Nikolai Petrovich Sheremetev (Никола́й Петро́вич Шереметев) (28 June 1751 - 2 January 1809 O.S., 9 July 1751 - 14 January 1809 N.S.) was a Russian count, the son of Petr Borisovich Sheremetev, notable grandee of the epoch of empresses Anna Ivanovna, Elizabeth Petrovna, and Catherine II. He was also the grandson of Boris Petrovich Sheremetev.

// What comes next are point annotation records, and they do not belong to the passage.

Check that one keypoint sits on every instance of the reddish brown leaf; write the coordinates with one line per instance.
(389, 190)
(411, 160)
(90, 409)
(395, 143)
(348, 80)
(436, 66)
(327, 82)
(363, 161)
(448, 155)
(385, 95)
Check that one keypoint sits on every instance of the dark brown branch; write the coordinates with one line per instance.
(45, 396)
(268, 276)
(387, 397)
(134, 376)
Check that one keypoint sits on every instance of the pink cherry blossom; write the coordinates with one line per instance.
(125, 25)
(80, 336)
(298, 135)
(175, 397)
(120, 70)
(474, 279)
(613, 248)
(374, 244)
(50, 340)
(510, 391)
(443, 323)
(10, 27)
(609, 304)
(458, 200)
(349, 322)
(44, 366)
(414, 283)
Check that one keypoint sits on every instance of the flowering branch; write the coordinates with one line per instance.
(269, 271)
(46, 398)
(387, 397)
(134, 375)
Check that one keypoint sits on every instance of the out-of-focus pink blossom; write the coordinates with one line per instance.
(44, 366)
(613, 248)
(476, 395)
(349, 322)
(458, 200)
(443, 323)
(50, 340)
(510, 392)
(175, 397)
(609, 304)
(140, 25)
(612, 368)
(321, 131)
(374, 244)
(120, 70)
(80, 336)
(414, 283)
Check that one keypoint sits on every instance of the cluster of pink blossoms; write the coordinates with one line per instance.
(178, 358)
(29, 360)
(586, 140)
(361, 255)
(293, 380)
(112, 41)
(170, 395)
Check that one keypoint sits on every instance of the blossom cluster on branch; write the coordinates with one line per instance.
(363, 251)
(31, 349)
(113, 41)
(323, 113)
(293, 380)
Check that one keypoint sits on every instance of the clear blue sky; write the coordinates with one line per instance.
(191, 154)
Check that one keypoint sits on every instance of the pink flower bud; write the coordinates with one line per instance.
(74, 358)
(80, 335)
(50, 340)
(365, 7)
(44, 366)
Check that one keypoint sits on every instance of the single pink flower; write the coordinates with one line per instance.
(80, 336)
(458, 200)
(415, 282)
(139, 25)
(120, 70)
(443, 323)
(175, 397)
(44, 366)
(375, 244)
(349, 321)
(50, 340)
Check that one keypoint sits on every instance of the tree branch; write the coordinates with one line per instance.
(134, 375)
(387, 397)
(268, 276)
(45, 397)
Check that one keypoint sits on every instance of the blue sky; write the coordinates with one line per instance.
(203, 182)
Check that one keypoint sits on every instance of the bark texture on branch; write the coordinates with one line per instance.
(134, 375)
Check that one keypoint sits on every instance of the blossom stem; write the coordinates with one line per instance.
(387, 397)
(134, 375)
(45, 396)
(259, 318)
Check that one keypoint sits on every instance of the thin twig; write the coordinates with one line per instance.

His father P. B. Sheremetev was passionate about the theatre and transferred this passion to his son. N. P. Sheremetev spent his early youth at court. From the age of 13 to 14 he started to act in private theatricals of his father, and then "on the big court theatre". In 1765 he played the role of the god Hymen in the mythological ballet Acis and Galathea, in which his childhood comrade, the future Paul I, had distinguished himself.

Having a special passion for music, Nikolai Petrovich masterfully played the cello. From 1769 to 1773 he traveled abroad: he attended lectures in Leiden University in the Netherlands, traveled across England, Germany, and Switzerland, took music lessons, and got acquainted with theatre life. In France he took a great interest in opéra comique.

Returning to Moscow and receiving the post of director of the Moscow bank for noblemen, Sheremetev started to reconstruct his father's theatre: he engaged in special education of serf children, "certain to theatre" (Russian letters, foreign languages, music, singing, dance, diction, refined manners). Feeling extraordinary talent in one of his students, Parasha Kovaleva (Praskovya Ivanovna Kovaleva), he gave her more and more attention, preparing for her star career as the future "Praskovya Zhemchugova", whom he married in 1801.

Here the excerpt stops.